When Actor and Audience Find Themselves in a Show
Our newest show, Laughter Is Sacred Space, sold out its premier shows in Harrisonburg on Sept 14 and 15. Of course, like most premiers, there was anxiety. But when it’s an original work there are questions you don’t find with other shows, mostly around the script—is it sharp enough? Is it too long? Does it tell the story honestly and truthfully without diverting and confusing detours?
My experience over the years with playwriting is to overload the writing portion, tweak until the last minute and then allow experience and intimate knowledge of the material to guide the acting portion of the show. During rehearsal and performance — there nestled in the back of my mind — is always the writer’s voice.
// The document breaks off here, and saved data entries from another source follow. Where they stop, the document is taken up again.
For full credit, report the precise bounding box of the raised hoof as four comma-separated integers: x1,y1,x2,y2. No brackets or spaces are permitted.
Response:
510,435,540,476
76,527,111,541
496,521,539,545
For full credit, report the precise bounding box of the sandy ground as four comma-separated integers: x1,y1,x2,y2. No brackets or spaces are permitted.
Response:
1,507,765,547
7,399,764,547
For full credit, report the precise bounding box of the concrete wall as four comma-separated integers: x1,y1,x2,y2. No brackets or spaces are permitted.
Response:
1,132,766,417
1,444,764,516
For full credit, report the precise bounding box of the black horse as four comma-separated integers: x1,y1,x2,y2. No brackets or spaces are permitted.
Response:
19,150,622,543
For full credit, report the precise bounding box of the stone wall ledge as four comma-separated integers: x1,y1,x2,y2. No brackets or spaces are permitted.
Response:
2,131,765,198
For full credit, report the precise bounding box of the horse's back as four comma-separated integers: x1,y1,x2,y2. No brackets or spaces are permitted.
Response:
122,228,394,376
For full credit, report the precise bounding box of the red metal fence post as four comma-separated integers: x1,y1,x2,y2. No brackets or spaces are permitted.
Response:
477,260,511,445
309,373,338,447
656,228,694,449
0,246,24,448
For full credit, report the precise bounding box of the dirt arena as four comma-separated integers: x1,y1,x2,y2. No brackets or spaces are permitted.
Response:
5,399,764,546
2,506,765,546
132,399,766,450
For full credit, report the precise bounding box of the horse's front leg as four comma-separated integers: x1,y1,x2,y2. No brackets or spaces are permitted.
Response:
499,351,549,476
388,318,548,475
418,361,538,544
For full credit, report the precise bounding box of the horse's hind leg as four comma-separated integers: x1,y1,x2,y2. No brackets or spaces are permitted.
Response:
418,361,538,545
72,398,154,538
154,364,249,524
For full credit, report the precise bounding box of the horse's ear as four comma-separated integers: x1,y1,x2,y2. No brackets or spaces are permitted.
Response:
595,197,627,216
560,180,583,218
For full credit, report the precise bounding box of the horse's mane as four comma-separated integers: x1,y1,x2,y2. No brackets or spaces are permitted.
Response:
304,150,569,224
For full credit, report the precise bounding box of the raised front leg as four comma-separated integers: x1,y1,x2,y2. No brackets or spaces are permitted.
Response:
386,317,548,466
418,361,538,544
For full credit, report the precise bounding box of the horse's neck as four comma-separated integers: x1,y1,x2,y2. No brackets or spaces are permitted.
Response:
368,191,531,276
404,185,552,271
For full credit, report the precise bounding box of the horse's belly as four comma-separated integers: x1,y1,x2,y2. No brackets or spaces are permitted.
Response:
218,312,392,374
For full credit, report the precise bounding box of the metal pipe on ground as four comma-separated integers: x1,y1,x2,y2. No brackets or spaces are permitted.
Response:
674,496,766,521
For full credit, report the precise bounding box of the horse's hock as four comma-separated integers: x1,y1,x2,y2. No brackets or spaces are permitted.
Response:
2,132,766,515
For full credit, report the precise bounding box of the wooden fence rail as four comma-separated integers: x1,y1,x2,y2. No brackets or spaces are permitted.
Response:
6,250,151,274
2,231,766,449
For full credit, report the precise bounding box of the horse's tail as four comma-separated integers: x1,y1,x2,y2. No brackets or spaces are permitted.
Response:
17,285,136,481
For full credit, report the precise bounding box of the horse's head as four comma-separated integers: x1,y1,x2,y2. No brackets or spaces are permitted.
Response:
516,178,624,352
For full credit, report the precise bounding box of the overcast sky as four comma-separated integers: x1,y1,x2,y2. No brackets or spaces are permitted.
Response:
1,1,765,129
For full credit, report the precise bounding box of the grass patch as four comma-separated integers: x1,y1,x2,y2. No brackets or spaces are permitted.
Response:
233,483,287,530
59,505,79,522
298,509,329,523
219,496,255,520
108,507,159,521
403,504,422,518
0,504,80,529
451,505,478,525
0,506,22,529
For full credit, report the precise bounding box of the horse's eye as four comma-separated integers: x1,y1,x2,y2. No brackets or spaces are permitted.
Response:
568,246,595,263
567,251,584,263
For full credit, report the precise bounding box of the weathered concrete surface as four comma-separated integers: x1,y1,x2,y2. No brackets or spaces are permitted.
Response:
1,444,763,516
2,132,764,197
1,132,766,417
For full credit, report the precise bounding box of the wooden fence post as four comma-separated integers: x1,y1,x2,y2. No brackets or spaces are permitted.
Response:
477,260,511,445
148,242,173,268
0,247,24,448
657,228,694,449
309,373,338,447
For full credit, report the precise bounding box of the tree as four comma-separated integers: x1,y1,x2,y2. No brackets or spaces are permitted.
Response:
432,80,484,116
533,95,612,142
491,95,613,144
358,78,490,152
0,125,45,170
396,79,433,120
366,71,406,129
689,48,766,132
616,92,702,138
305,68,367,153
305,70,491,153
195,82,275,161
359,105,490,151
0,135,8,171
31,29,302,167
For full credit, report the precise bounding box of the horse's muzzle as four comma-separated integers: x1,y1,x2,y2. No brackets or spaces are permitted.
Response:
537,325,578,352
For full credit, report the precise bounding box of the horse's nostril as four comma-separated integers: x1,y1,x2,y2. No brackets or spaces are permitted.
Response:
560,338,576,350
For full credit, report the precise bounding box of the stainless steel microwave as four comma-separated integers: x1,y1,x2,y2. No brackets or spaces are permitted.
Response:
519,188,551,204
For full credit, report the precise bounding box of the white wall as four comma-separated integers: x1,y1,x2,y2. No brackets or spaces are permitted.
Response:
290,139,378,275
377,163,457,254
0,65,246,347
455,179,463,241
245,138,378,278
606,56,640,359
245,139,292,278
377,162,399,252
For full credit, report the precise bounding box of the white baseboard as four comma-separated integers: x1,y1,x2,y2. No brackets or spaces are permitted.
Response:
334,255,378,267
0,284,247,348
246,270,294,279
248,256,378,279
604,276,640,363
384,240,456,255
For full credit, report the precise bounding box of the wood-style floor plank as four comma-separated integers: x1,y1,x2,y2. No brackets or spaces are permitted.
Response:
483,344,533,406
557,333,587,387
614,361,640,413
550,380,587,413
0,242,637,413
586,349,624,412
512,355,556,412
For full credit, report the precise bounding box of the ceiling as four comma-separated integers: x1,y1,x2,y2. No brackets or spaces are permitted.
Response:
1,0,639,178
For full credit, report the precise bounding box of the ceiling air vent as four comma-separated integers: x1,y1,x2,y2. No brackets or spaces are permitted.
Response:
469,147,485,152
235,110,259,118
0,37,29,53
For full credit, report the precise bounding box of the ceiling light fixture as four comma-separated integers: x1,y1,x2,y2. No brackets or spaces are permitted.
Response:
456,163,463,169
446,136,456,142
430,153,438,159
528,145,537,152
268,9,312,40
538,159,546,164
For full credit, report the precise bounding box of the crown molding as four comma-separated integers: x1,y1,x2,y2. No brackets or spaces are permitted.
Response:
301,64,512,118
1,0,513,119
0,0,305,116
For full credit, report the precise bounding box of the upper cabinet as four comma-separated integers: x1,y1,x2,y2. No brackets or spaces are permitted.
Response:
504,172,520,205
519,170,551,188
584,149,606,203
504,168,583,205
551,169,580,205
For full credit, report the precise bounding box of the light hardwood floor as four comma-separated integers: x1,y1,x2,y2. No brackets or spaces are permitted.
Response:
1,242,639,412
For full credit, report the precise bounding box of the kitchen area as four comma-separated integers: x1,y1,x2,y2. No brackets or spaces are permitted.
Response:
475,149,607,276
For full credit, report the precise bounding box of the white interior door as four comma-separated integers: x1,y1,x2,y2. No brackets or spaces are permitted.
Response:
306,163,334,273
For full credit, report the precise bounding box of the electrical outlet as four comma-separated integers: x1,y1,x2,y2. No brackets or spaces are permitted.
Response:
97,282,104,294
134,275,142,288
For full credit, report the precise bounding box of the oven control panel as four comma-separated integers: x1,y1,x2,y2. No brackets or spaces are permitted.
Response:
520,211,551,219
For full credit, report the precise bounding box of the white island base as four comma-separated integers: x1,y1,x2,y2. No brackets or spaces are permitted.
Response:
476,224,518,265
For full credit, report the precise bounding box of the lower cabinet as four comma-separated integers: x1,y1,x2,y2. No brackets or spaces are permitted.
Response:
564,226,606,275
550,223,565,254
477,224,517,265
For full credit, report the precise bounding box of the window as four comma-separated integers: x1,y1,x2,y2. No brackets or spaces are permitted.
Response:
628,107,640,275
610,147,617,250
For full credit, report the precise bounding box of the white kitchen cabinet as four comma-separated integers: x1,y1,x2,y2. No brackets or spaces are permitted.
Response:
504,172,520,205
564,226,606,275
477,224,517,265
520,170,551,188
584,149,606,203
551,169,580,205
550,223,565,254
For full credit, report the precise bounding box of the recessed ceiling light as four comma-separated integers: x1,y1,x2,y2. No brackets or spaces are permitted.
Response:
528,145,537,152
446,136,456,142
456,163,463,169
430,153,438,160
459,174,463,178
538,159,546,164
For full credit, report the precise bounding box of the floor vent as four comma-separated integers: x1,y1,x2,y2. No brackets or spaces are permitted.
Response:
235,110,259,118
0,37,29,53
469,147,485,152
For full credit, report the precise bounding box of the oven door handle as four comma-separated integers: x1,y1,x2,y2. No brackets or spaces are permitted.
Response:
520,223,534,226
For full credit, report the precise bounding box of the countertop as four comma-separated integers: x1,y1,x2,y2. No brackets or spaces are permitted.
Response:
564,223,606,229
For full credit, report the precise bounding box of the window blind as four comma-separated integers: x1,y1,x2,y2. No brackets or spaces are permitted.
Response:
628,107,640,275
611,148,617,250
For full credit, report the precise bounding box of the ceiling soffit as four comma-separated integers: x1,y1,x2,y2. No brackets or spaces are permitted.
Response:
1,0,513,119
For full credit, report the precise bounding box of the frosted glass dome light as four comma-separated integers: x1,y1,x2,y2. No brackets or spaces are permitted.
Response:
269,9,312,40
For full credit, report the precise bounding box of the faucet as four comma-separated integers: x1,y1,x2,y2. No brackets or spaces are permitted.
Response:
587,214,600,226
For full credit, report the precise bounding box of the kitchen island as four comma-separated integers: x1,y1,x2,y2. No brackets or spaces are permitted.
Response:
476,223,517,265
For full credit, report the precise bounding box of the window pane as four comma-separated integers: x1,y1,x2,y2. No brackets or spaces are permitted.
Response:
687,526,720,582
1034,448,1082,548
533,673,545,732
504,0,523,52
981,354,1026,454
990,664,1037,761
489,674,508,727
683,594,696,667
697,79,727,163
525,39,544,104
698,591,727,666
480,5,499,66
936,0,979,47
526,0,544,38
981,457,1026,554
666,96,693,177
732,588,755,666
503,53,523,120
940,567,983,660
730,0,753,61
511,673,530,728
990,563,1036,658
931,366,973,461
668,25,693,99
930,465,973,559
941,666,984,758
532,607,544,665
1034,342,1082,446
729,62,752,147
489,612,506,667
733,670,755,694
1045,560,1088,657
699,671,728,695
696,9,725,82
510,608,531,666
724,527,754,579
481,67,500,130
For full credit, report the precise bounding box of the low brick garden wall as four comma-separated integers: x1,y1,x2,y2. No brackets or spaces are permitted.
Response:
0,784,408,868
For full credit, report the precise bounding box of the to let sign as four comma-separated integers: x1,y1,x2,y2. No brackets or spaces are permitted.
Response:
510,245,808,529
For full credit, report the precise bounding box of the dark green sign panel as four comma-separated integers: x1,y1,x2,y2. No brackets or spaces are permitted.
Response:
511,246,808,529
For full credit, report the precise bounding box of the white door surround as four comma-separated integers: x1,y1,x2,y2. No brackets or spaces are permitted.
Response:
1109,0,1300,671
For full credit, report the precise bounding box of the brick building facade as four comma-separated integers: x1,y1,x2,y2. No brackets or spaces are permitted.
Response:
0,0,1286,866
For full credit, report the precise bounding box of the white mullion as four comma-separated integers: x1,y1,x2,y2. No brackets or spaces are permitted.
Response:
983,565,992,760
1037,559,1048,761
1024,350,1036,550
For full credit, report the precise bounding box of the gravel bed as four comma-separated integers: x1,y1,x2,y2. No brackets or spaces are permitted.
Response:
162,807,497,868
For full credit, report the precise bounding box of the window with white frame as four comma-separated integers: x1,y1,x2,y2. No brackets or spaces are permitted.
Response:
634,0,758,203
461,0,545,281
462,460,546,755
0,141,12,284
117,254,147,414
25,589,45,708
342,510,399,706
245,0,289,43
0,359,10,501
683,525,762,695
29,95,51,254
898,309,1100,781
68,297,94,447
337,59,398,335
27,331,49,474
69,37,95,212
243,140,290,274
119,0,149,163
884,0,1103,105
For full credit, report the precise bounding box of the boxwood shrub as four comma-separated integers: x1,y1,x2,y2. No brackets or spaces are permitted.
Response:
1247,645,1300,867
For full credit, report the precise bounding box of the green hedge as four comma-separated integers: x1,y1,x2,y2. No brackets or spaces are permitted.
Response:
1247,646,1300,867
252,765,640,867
Assessing the beat, the line, the scene.
It has been satisfying to see people respond to the show. There is laughter and tears; the best moments are when audience members find themselves in the moments of grief or loss, as well as moments of resolve.
What actors and writers want to hear mostly is– thank you. We never get tired of praise, indeed without a certain amount of it, it might be impossible to get back up onstage and expose yourself once again. When a thank is rooted in the speakers heart, it reaffirms the notion actors and writers are grasping for something greater than themselves, something pointing beyond the words on the page, the lines delivered on stage.
As one woman responded after a Laughter show, “Thank you for opening up your experience, your questions, your journey in theater to us. It brought healing to me, and I am sure to many others. Damn that I didn’t bring tissues as the director suggested in the playbill! (I laughed a lot during it, too.) I am glad to see where you and your team are taking theater.”
This show is the most personal of any I have ever written, and will perhaps ever write again, and it is profoundly moving and healing to laugh, cry and feel together with audiences to this point.